Damals hatte sie es sich mehr als alles andere gewünscht, doch da hatte er nicht einmal den Versuch unternommen. Was also hatte sich geändert? Natürlich die Aussicht auf ein dickes Geschäft. Das war alles, was Jake interessierte. Jegliche Anstrengungen, die er unternahm, um sie zu manipulieren und an ihr Herz zu appellieren, dienten ausschließlich dazu, Geld zu verdienen. So konnte sie nicht mit sich umspringen lassen. „Ich muss auflegen.“
„Bist du sauer, Sophie?“
„Natürlich bin ich sauer. Du hast Jake auf mich gehetzt. Du weißt, dass er mir das Herz gebrochen hat.“
„Ja, schon. Und das habe ich ihn auch wissen lassen.“
„Du hast was?“ Sophie betrat das Wohnzimmer. In einer Ecke stand der Baum und wartete darauf, geschmückt zu werden. „Er nimmt mich schon als Geschäftsfrau nicht ernst. Warum musstest du auch noch unsere Vergangenheit ins Spiel bringen?“
„Weil er völlig ahnungslos ist. Er konnte sich überhaupt keinen Reim darauf machen, warum du ihm nicht nachgibst.“
„Ich will nicht verkaufen. Das hat nichts mit ihm zu tun.“
„Erwartest du wirklich, dass ich das glaube? Eure Vergangenheit überschattet dein Urteilsvermögen. Du musst sie hinter dich bringen, nicht nur zu meinem, sondern auch zu deinem Besten. Ich glaube, es wird euch guttun, endlich alles auszusprechen. Macht reinen Tisch.“
Sophie ging zu einem der großen, bleiverglasten Fenster mit Blick auf den großen Vorplatz. Alles, was sie vom Anwesen sehen konnte, war bereits mit einer dünnen Schneedecke überzogen. „Jake und ich haben nichts zu bereden. Ich weiß doch, was er über mich denkt.“
„Und was genau?“
„Er sieht mich als die liebe, naive Sophie, die alles für ihn tun würde.

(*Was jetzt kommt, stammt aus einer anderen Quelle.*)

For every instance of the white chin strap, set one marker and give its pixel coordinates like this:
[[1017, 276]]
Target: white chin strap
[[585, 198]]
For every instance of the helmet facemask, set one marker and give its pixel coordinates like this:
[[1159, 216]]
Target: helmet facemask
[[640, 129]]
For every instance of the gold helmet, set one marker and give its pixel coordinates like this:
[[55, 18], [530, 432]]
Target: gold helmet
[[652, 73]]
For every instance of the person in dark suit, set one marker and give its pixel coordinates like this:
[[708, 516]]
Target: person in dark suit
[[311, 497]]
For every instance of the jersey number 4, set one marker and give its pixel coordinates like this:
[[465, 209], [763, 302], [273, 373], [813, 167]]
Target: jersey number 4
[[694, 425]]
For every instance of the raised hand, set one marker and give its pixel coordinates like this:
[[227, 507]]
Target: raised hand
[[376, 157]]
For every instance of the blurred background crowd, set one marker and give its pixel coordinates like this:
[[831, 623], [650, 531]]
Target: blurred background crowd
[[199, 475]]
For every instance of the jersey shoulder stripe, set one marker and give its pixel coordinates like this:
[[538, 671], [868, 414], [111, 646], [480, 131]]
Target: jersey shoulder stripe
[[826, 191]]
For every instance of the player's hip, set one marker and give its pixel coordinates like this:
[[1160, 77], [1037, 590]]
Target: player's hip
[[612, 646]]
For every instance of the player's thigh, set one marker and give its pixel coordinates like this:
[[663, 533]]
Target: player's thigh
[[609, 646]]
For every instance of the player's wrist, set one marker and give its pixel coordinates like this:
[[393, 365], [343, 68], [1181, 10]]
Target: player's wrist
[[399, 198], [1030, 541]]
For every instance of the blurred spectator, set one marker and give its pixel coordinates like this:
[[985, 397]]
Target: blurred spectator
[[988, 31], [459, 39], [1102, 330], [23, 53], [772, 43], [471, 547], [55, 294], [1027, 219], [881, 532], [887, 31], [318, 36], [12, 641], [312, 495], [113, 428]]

Aber diese Frau bin ich nicht mehr. Und ich werde mich von ihm auch nicht mehr dazu machen lassen.“
„Hör ihm einfach zu, wenn er auftaucht, okay?“, sagte Mindy. „Mehr will ich gar nicht.“
„Solange du verspricht, dass du versuchst, morgen zu kommen.“
„Ich tue mein Bestes. Ich rufe dich morgen früh nochmal an, ja?“
„Gut.“
„Ich hab dich lieb, Sophie.“
„Hab dich auch lieb.“ Sophie legte auf und atmete tief durch. Kurz überlegte sie, Jake anzurufen, damit er nicht kam, aber vermutlich hatte Mindy recht. Vielleicht war es wirklich für sie beide Zeit, ein paar Dinge zu besprechen. Vielleicht war sie danach in der Lage, ihn ein für alle Mal zu vergessen.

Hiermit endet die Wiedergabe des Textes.